在这项对接受玻璃微球治疗的肝细胞癌病例的回顾性分析(NCT01900002,n = 32)中,使用PM和体素剂量测定模型,通过计划Tc-MAA和验证性钇单光子发射计算机断层扫描/计算机断层扫描(Y-SPECT/CT)来计算肿瘤和NL的平均剂量。首先建立线性回归模型,然后分别针对肿瘤和NL,通过(a)用于钇体素剂量测定的Tc-MAA和(b)用于体素剂量测定的Tc-MAA PM来校正估计值。然后使用Bland-Altman分析,通过平均偏差和95%预测区间(PI,±1.96σ)来评估回归模型预测的准确性和精确性。通过确定Tc-MAA和钇导管位置对齐程度,将两类病例分层(导管匹配与导管不匹配)。在Tc-MAA与钇体素剂量测定比较中仅纳入导管匹配的病例,而所有病例均用于比较剂量测定模型(PM与体素)。

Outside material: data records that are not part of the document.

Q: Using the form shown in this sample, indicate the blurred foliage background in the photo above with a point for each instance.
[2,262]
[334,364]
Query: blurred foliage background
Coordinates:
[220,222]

一半(16/32)的病例被认为导管匹配。应用线性模型后,Tc-MAA能够可靠地预测导管匹配病例中的NL剂量,平均偏差(PI)为-1%(±31%)。对于NL剂量,PM与体素剂量测定相当,平均偏差(PI)为0%(±1%)。即使在导管匹配的病例中,用于钇肿瘤体素剂量的Tc-MAA计划也很差,平均高估剂量近40%。应用线性模型后,Tc-MAA对钇肿瘤体素剂量的预测仅有微小偏差(-4%),但具有非常大的PI(±104%)。使用线性模型对肿瘤体素剂量的PM预测也显示出小偏差(-6%),但保持了同样高的±90%的PI。肿瘤占总体积大部分(>80%)的病例显示出Tc-MAA和PM肿瘤剂量预测的最佳情况,平均偏差(PI)分别为-3%(±53%)和-4%(±21%)。
不建议在所有病例中无条件使用Tc-MAA来预测钇剂量测定,原因如下:(a)已证明不同程序之间存在导管位置不匹配的风险,以及(b)在导管位置匹配的病例中,Tc-MAA预测存在较大偏差和不确定性。然而,用Tc-MAA进行NL体素剂量预测在临床上是可行的,并且PM或体素剂量测定均可用于产生等效预测。Tc-MAA和PM都可以提供具有潜在临床效用的肿瘤剂量预测,但仅适用于导管匹配的病例以及肿瘤占总体积明显多数(>80%)的情况。这些发现对基于Tc-MAA和PM的钇剂量测定治疗计划在改善治疗结果方面的预测保真度进行了分层。